|KEY WORD : architecture / general terms|
| 1 A
store room in which clothes and valuables could be kept in the houses of
the civil, ecclesiastical and military upper classes, in the latter part
of the ancient period, and throughout the medieval and early modern periods,
up to the beginning of the Meiji period. In the medieval period, it also
functioned as a sleeping room for the master and mistress of the house.
In larger residences, such as those of feudal lords daimyou 大名
in the Edo period, there were often two such rooms, the large nando,
oonando 大納戸 and the small nando, konando 小納戸. The former
was used for storing special items and the latter for items used regularly.
Sometimes, as in the case of Edojou 江戸城 Omotegoten 表御殿 Oonando
大納戸, it might be a complete set of buildings. In smaller complexes it was
often no more than a single room toward the rear of the main structure omoya
主屋, away from the public reception rooms. It was usually dark and enclosed,
with few windows and entrances. Moreover, in order to protect its contents
it was generally lockable. In cases where the nando was a single
room within a larger structure, the entry often took the form of a doorway
called nandogamae 納戸構え or *choudaigamae
帳台構え, with a raised threshold and single sliding door *katabikido
2 In vernacular houses *minka 民家 of the Edo period, a term for what was in many cases originally the sleeping room for the master and mistress of the house, though it was also used for the storage of clothes and valuables, particularly prior to the mid 18c, when few farmers had storehouses, and closets were still a rarity. Its location varied somewhat according to the house plan, but the most common position, especially in farmhouses with the entrance on the non-gabled side (see *hirairi 平入), was in the rear half of the house adjacent to the earth floored area *doma 土間. In other houses, at least one of the small rooms to the rear of the large living room *hiroma 広間 was usually a nando which once again functioned as a store or a sleeping room or both.
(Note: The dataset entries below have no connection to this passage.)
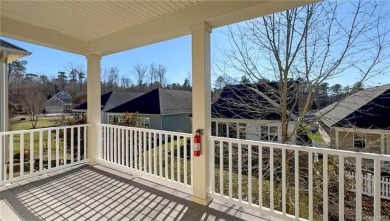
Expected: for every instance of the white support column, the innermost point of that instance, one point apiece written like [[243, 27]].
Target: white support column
[[93, 105], [201, 108], [4, 109], [4, 92]]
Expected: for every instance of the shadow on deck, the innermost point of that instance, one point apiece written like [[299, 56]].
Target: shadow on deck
[[91, 193]]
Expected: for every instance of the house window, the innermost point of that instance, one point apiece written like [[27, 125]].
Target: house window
[[242, 130], [213, 128], [269, 133], [359, 140], [145, 122], [114, 119]]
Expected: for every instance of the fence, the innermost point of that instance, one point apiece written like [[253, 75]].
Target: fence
[[368, 185], [28, 153], [285, 181], [159, 155]]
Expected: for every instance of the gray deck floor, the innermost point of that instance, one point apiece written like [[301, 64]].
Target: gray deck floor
[[93, 193]]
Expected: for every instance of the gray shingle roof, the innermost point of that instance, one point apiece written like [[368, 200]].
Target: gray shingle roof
[[158, 101], [337, 111], [112, 99]]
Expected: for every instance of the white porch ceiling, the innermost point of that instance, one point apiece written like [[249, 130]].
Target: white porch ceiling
[[105, 27]]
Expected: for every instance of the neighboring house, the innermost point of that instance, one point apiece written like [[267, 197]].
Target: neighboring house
[[161, 109], [108, 101], [360, 122], [249, 111], [61, 102]]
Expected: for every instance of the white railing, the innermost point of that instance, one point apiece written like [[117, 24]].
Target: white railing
[[286, 181], [29, 153], [368, 185], [162, 156]]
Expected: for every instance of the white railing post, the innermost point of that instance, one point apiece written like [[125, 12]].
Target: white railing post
[[201, 113], [93, 105]]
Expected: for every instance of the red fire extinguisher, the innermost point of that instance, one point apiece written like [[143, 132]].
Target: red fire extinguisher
[[197, 140]]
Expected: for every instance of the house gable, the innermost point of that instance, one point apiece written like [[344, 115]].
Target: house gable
[[63, 96], [375, 114], [368, 108], [158, 101]]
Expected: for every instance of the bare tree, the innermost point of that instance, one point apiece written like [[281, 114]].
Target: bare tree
[[298, 51], [153, 75], [140, 74], [304, 47], [125, 82], [32, 100], [112, 75], [161, 70]]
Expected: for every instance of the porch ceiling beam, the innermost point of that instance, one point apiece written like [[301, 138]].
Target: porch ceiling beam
[[43, 36], [215, 13]]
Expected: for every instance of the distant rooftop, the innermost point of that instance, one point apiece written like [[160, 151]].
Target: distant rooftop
[[158, 101], [112, 99], [362, 104], [14, 52]]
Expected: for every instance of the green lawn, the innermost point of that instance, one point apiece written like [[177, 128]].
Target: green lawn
[[17, 125]]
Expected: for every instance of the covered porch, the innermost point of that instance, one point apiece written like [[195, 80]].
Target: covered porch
[[163, 158]]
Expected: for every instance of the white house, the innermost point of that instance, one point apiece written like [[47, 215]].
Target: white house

Especially in the early Edo period, the room was typically small and dark, either completely closed to the outside or with perhaps a single small window. The entry to the nando often had a high threshold, a lockable sliding wooden door, itado 板戸 and a flanking wall *sodekabe 袖壁 (see *choudaigamae 帳台構え). The partitions defining it often contained important built-in fittings such as the shallow decorative alcove *oshi-ita 押板, and Buddhist altar *butsudan 仏壇, and the room also had its own tutelary deity, the nandogamae 納戸構え, who was particularly revered in western Japan. There was a tendency for the nando to become more open, especially from the late 18c on. The doors came to be replaced by conventional overlapping sliding doors, hikichigaido 引違い戸. In some cases this kind of nando was gradually turned into a kind of private living room *ima 居間 for master or wife, often renamed koza 小座. See also *nurigome 塗篭, *choudai 帳台.
3 In minka of the Edo period in Aomori prefecture, a freestanding ancillary structure used for the storage of clothes and utensils.